くらし

【山田ルイ53世のお悩み相談】馬鹿まじめな自分に生きづらさを感じています。

お笑いコンビ髭男爵のツッコミ担当で、作家としても活動中の山田ルイ53世さんが読者のお悩みに答える連載。今回はまじめすぎて損をしがちな女性からの相談です。
  • 撮影・中島慶子

<お悩み>
馬鹿まじめな自分に生きづらさを感じています。
家事と育児と仕事でヘトヘトになるのがわかってるのに、どれにも手を抜けず、過労で倒れたことも何度かあり、多忙を極め何を食べても、なかなか健康的な体重になれません。
職場にはお局化したワーママが複数存在し、そうはなりたくないと思うけど、元気そうにまるまるしている彼女達を見ると、うらやましくもなります。
仕事中に夕飯の食材を買って会社の冷蔵庫に入れていたり、上司が出張の日は自部署の電話にすらでない。そんなずる賢さを持ち合わせてないと、両立は難しいのでしょうか。私の会社が特殊なんでしょうか。お局ワーママには「あなたが仕事をすると、私達も仕事をしないといけなくなるから迷惑」と言われています。適当にサボって彼女たちに合わせれば楽かもしれませんが、性格上、仕事をサボれません。どうしたらよいのでしょうか。 (はなママ/女性/輸送会社の事務をしている30代後半の会社員です。
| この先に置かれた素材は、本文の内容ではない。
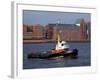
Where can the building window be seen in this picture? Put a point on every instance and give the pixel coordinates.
(29, 29)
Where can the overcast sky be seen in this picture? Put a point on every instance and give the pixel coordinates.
(45, 17)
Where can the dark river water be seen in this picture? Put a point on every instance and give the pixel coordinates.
(84, 56)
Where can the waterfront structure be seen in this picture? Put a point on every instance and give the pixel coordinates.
(71, 32)
(33, 32)
(68, 32)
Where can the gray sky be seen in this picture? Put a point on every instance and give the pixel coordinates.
(45, 17)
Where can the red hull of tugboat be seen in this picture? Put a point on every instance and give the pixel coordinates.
(48, 54)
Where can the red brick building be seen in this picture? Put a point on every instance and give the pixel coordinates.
(33, 32)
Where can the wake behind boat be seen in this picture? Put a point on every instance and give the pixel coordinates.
(62, 49)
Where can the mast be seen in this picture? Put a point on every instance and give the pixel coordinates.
(59, 38)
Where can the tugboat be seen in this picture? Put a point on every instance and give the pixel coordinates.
(61, 50)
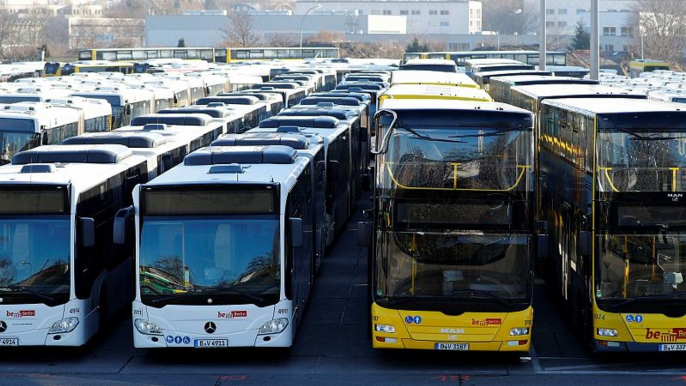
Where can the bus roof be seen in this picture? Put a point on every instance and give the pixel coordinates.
(446, 104)
(420, 91)
(544, 91)
(432, 77)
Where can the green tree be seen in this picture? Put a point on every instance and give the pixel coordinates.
(581, 39)
(415, 46)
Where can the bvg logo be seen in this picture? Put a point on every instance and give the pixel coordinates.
(667, 336)
(675, 196)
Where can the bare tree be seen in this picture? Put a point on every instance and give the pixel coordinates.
(239, 30)
(661, 24)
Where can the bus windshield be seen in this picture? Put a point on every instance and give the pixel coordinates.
(464, 266)
(232, 259)
(635, 266)
(14, 142)
(34, 259)
(641, 160)
(457, 158)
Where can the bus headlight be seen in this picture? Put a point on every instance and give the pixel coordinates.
(519, 331)
(611, 332)
(147, 327)
(387, 328)
(64, 325)
(273, 326)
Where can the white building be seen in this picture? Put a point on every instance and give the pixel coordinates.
(423, 16)
(562, 15)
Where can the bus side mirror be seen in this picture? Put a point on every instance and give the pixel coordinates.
(541, 228)
(364, 233)
(121, 225)
(334, 170)
(583, 244)
(87, 232)
(296, 225)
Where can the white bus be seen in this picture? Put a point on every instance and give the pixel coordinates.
(96, 113)
(61, 279)
(27, 125)
(226, 250)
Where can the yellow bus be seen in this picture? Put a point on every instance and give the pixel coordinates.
(639, 66)
(437, 78)
(613, 180)
(64, 69)
(432, 91)
(452, 235)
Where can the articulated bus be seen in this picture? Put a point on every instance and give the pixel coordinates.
(460, 58)
(27, 125)
(452, 237)
(613, 182)
(62, 278)
(127, 103)
(64, 69)
(311, 147)
(210, 54)
(224, 250)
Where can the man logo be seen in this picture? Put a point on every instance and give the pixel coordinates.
(210, 327)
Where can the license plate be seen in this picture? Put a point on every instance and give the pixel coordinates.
(211, 343)
(452, 346)
(673, 347)
(9, 342)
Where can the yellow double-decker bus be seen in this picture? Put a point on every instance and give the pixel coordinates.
(452, 235)
(613, 188)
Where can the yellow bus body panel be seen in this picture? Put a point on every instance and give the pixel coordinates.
(640, 327)
(423, 330)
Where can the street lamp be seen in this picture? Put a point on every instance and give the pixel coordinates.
(303, 21)
(502, 18)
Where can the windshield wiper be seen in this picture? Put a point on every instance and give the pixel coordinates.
(426, 137)
(24, 288)
(489, 294)
(676, 295)
(490, 134)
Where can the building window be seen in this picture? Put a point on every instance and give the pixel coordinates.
(609, 31)
(627, 31)
(458, 46)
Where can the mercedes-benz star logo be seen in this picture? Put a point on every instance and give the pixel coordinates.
(210, 327)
保育園と小学生3年生の子供がおり、共働きのため、毎日バタバタです。)

山田ルイ53世さんの回答

「仕事中に夕飯の食材を買って会社の冷蔵庫に入れる」のはまだしも、色々と厳しい今のご時世に、「あなたが仕事をすると、私達も仕事をしないといけなくなるから迷惑」などと宣(のたま)う「お局ワーママ」が幅を利かせる会社が存在し、その経営が成り立っているのは驚きです。
よほど、アットホームな会社なのでしょうか。
勿論、皮肉です。

とは言え。
お局達の勤務態度、その成果(の無さ)に対して、ヤキモキしたり、責任を取るべきは、上司のほうです。
「ずる賢い」と憤り、はなママさんがストレスを抱えることではない。

ご自身の時間・労力を割いてでも、彼女らを更生させようというなら、止めはしませんが、お勧めもしません。
面倒臭いし、何よりしんどい。

私事ですが、筆者は、お笑いに対して非常に消極的で、ネタも書かない人物と20年近く芸人稼業を共にしています。
結果、
「自分が頑張れば、それで良いのだ!」
との悟りに達しました。
淡々と自分の仕事を進め、お局様の戯言は適度にスルー。
これが得策かと。

何事にも真面目で、完璧にこなそうという、その姿勢はご立派。
しかし、「ヘトヘトになるのがわかってるのに、どれにも手を抜けず」、幾度も「過労で倒れた」ことがあり、「何を食べても、健康的な体重になれない」……答えはもう出ているかと思われます。
相談者は、ご自分の能力を超えたことをやろうとしている。
と言うか、やってこられた。
この辺で、何が一番大切なのか、優先順位をはっきりさせるべきです。
言うまでもなく、今、手を抜かず遂行すべきは、ご自身の心と体の健康、ひいては、ご家族の幸せです。
その目的に向かって、仕事の量を減らす、あるいは、家事・育児の軽減を試みることを"サボり"とは言いません。
マネージメント、自己管理と言います。

とにかく、全部は無理。
「ここまで!」
と、しっかり枠を定め、その範囲で完璧を目指してみては。
人間、ゴールがあってこそ、42.195キロも走れるというもの。
何も知らされず、只走れと言われては、世界のトップランナーとて5キロか10キロもいかぬうちに立ち止まってしまうことでしょう。
「性格上」などと悠長なことを言っている場合ではありません。
一刻も早く、
「全部は無理だったのだ」
としっかり自分を諦めてあげて下さい。

山田ルイ53世●お笑いコンビ、髭男爵のツッコミ担当。本名、山田順三。幼い頃から秀才で兵庫県の名門中学に進学するも、引きこもりとなり、大検合格を経て愛媛大学に進学。その後中退し、芸人へ。著書に『ヒキコモリ漂流記』(マガジンハウス)、『一発屋芸人列伝』(新潮社)、近著に『一発屋芸人の不本意な日常』(朝日新聞出版)。